社会人になって、のどから風邪を引きたくない人が実行すべき事

のどからの風邪の定義モドキ

風邪のウイルス、例えばライノウイルスなどは空気中に飛沫として漂って(ぷかぷか浮かんで)いたり、あるいはあなたが触る色々な場所に付着していたりするのでしょう。それは主に人から人への感染だと思う。それがのどの粘膜に付着したときに、のどの粘膜とウイルスの表面とが親和性(くっつきやすい)があると、そこからウイルスが侵入して増殖をはじめます。これがのどの風邪です。

風邪にかかりにくい人がいる。私が思うに、のどの粘膜の表面の性状が風邪のウイルスと(ミクロの世界ですよ)くっつきにくい人がいるのがひとつめ、のどの粘膜はIgAという抗体が守ってくれるのですが、たまたま幼い頃に引いた風邪の種類が良くてスーパー抗体(広く色々な種類の風邪に効く抗体)を持っていて、のどへの付着を防いでくれるのがふたつめ、というような理由によると思います。

<風邪にかかりやすいとはどういうことか>

ひとつの理由はウイルスに暴露されやすい環境にいる事です。例えば銀行員都市伝説かも知れません)。ただ社会生活を営む以上、ウイルスに暴露されないことは困難です。大学で風邪が流行ったりするのは、ちょうど年齢が若いことと、感染防御に対する意識が欠けるという事が重なるからでしょう。従って啓発は重要であり、たとえばインフルエンザの防御に関しては京都大学の保健室のホームページは良くできています。ちなみに慶応大学の保健室のホームページはこちらです。両方とも良くできていますが、みなさんのニーズを満たしているのかどうか。ポータル(表玄関)としての出来は今ひとつかもしれません。こういう隙を見つけたら、むしろみなさんが役立つ番(例えば新しいホームページを提案する)ですから頑張って下さい。

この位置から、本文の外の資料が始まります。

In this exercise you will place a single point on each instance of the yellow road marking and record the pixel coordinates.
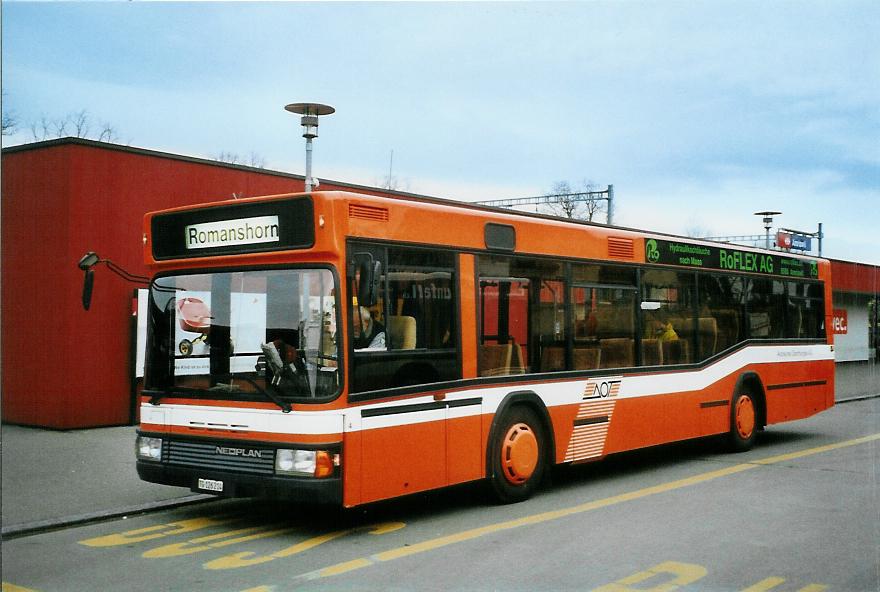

ふたつめの理由はウイルスがのどにアプローチしやすい理由があることです。
手洗いはちゃんとしてありますか?ジュースの回しのみをしていませんか?おはしを共有したりしていませんか?普段鼻呼吸をしていますか?おしゃべりに一生懸命になりすぎると鼻呼吸を忘れてしまいますよ。鼻はちゃんと通っていますか?(副鼻腔炎やアレルギー性鼻炎、肥厚性鼻炎などがないですか?)寝ているときに口を開けていませんか?通常、ライノウイルスは33度以上ではあまり増殖しないのだそうです。従って口です~す~息をしている方が粘膜の温度が下がるのではないかと思いますし、実際口呼吸をしている人の方がのどを痛めやすいと思います。もともとのどを保護している粘液が乾いて荒れやすい、そこに病原菌が付着したりウイルスが感染しやすいという理由があるのだと思います。

みっつめの理由は(すでに上にお示ししたような)免疫反応には個人差があって、例えばもっているIgAが多少不利であったり、唾液が少なかったり、あるいはあまりご飯を噛まない人でそのために唾液が相対的に少なかったりという理由があるのかもしれません。

<風邪の予防は出来るのか>

口からウイルスが入らなければ良いのですから、あちこちに触った手でものを食べたりしない、鼻をほじったりしない、ましてや爪を噛んだりしないなどの注意は最低限必要です。手はいつも洗っておきましょう。飛沫に関しては避けようがないと思いますけれど、空調の方向に注意しなるべく教室内では風下に座らないなど気をつけると良いかも知れません。ウイルスに暴露されてから15分以内ならば「塩水によるうがい」で感染予防ができるらしいですから、まめなうがいは効果があるでしょう。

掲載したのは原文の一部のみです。